In a statement released Wednesday by the literary and human rights organization, Appiah said he was proud of PEN's support for Chinese author-activist Liu Xiaobo and other imprisoned writers, but also noted the difficult economic times and called for "a strategic review of all we do, so that PEN is even more ready for the challenges ahead."

"It's crucial in the current funding climate to make sure that we are putting our limited resources to the best possible use. I believe that if we do that we'll be able to continue to grow our support, both human and financial," he said.

In an e-mail sent Wednesday to The Associated Press, Appiah said there had been no layoffs at PEN, but that "it does look as though this year's total income will be less than last year's. So we continue to seek new support for the important work we are doing."

Appiah and other board members at PEN, a not-for-profit organization, are not paid. Past PEN presidents include novelist Salman Rushdie and historian Ron Chernow.

Appiah was born in London in 1954 and was raised in Ghana.

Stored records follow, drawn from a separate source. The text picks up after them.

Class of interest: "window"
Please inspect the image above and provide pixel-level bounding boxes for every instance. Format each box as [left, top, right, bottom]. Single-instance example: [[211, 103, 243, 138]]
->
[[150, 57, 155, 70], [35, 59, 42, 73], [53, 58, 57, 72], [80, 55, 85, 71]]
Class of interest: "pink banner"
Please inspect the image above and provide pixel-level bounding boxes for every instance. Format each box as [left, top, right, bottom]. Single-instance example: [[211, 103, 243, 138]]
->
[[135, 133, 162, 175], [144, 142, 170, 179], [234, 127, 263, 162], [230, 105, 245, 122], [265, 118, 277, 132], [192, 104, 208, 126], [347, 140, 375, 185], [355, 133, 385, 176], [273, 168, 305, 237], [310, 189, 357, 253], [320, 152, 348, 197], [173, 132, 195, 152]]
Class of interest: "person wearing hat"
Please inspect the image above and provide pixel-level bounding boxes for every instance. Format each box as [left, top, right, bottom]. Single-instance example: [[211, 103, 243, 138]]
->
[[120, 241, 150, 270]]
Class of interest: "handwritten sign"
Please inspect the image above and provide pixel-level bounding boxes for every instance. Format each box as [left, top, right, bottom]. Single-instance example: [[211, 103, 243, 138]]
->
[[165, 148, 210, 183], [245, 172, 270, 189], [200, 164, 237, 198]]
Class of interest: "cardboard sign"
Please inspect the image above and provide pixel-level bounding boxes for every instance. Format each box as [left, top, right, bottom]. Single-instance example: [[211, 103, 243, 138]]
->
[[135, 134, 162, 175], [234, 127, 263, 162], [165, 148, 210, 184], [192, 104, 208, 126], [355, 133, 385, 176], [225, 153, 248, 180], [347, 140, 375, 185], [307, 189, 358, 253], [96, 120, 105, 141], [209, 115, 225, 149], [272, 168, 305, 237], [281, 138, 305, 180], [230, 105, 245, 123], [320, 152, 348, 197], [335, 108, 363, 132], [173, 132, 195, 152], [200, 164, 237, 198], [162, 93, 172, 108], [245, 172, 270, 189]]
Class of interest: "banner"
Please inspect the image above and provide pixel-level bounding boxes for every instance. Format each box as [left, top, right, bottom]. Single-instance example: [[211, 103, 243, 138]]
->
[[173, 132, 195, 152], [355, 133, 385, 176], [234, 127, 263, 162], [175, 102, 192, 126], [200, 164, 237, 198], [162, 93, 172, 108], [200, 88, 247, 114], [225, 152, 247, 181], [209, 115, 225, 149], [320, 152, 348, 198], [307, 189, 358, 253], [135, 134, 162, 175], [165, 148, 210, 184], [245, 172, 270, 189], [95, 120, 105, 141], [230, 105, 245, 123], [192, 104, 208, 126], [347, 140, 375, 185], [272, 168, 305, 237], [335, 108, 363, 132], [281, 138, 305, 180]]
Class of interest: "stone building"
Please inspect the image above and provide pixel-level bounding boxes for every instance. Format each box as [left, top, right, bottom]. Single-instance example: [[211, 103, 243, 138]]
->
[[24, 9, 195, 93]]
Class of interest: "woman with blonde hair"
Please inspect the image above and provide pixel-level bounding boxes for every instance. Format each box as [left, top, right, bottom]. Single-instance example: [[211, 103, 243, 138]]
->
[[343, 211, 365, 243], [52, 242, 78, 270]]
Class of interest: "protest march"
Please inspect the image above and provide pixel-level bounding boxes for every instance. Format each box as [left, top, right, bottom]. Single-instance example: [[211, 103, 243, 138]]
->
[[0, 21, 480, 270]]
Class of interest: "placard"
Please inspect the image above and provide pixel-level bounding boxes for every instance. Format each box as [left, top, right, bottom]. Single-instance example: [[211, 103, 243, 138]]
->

He has taught philosophy at Harvard University and Yale University and is currently on the faculty of Princeton University. He has written three novels, edited critical studies on Toni Morrison, Langston Hughes and other authors, and helped edit the Encarta Africana, a multimedia reference work on people of African descent.

According to PEN, Appiah is working on two books, "one about honor, and the other about the idea of the West."